What are the chances that you or someone in your family — perhaps an elderly parent — will need long-term care assistance? According to the U.S. Department of Health and Human Services, roughly 70% of Americans aged 65 or over will require some form of long-term care.
How will you pay for these services? A practical solution is to purchase a long-term care (LTC) insurance policy. With LTC insurance, you can reduce the possibility that your lifetime of savings will be drained by long-term care costs. However, be aware that this type of insurance has a few downsides.
ABCs of LTC insurance
Most LTC policies operate like some other forms of insurance that you’re familiar with, such as homeowners or auto insurance. The policy’s terms control the amount of benefits you receive on a daily or monthly basis, up to a stated lifetime maximum or number of years. This is predicated on the type of care being provided, for example, in-home care or a nursing home. You may be able to add to your coverage over time.
Typically, you’re subject to a waiting period of 30 to 180 days before you’re eligible for benefits (90 days is the norm). Generally, the shorter the waiting period the more expensive the policy. Similarly, you can expect to pay more for policies with higher maximum benefits.
LTC policies generally provide benefits when you can no longer perform several of the basic activities of daily living — including bathing, dressing, eating, transferring and managing incontinence — or if you’re cognitively impaired. Once that occurs and you start receiving benefits, your premiums cease. However, if you stop paying on the policy first, you usually forfeit any future benefits. Note that coverage may be affected by several factors. For example, you may not qualify for coverage because of a preexisting condition.

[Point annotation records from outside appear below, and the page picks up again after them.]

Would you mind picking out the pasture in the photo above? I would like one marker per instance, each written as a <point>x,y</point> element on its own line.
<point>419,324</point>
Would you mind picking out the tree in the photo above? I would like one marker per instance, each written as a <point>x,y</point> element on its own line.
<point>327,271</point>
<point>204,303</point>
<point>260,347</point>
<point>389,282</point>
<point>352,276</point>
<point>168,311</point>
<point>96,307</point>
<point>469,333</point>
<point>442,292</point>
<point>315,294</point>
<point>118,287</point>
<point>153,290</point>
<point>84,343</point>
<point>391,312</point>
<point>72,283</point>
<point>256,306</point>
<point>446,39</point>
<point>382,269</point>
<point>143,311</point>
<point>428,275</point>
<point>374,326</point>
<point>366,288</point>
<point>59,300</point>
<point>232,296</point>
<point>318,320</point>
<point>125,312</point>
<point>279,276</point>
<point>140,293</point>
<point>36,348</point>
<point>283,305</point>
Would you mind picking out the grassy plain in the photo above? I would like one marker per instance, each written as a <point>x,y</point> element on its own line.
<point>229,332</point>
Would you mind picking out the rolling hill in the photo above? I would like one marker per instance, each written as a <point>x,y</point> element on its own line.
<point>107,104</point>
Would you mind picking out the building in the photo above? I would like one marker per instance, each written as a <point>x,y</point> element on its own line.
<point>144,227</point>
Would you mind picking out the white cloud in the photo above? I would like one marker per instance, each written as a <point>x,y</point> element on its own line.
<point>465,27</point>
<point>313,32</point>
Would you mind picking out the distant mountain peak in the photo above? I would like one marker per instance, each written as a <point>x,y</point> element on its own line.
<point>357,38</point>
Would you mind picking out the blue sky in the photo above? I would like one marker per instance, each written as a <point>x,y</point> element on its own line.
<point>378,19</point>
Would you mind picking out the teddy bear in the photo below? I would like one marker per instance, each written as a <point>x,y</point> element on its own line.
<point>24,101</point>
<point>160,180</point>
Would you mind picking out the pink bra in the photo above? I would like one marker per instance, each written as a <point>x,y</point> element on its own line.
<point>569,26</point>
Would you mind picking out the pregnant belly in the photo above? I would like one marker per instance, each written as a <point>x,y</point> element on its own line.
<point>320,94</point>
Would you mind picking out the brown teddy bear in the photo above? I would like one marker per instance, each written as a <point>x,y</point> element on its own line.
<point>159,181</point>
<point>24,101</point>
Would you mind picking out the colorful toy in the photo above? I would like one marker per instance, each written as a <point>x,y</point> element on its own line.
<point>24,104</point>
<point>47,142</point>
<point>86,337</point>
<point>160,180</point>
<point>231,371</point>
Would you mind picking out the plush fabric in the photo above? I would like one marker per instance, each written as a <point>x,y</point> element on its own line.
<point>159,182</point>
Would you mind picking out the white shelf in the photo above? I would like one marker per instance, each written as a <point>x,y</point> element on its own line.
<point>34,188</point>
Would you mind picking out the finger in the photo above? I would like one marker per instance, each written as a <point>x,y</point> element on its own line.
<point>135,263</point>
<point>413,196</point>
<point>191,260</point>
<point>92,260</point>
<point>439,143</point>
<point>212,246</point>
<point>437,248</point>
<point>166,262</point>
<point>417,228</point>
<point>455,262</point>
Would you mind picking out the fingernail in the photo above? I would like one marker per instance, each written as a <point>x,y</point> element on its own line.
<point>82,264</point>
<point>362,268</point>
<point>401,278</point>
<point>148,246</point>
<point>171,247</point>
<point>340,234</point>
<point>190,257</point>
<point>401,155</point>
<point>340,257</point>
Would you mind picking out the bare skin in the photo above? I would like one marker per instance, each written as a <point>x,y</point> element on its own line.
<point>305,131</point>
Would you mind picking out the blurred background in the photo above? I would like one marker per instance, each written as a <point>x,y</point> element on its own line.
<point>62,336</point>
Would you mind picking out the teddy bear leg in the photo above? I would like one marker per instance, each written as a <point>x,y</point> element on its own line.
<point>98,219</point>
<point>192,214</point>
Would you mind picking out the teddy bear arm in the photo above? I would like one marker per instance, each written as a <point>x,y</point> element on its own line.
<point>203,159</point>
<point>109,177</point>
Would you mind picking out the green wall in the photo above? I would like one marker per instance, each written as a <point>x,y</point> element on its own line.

Finally, recent trends regarding LTC insurance haven’t been encouraging. After underestimating nursing home costs, insurers have reduced benefits, raised premiums or dropped out of the market altogether. As a result, policies generally are now pricier and more difficult to obtain. And for individuals who already have coverage, premium costs continue to go up, assuming the policy allows it.
3 factors to consider
Unlike homeowners and auto insurance, you typically have only one good shot at buying LTC insurance. Should you take the plunge, there are several key factors to consider, including your:
Financial situation. Do you have the wherewithal to pay for long-term care assistance on your own without jeopardizing your overall financial situation? Take an objective look at your entire financial picture.
Estate planning objectives. If preserving wealth to pass on to your family is a primary estate planning objective, an LTC policy may make sense.
Age and health. As you continue to age, the cost of LTC insurance premiums will increase. Also, you may have to pay more if you have preexisting conditions (if you can secure coverage at all). Apply for a policy as soon as possible and check for policies that are more lenient at a relatively reasonable cost.
There might be other ways of obtaining coverage without buying a policy privately. For instance, you may be able to participate in a group policy offered by your employer or from another affiliation. This can be especially helpful if health conditions would otherwise hike your premiums or deny you coverage.
Turn to your advisor
There is no one-size-fits-all LTC policy. With guidance from a professional advisor, assess your needs and make an informed decision about the LTC coverage that’s right for your circumstances.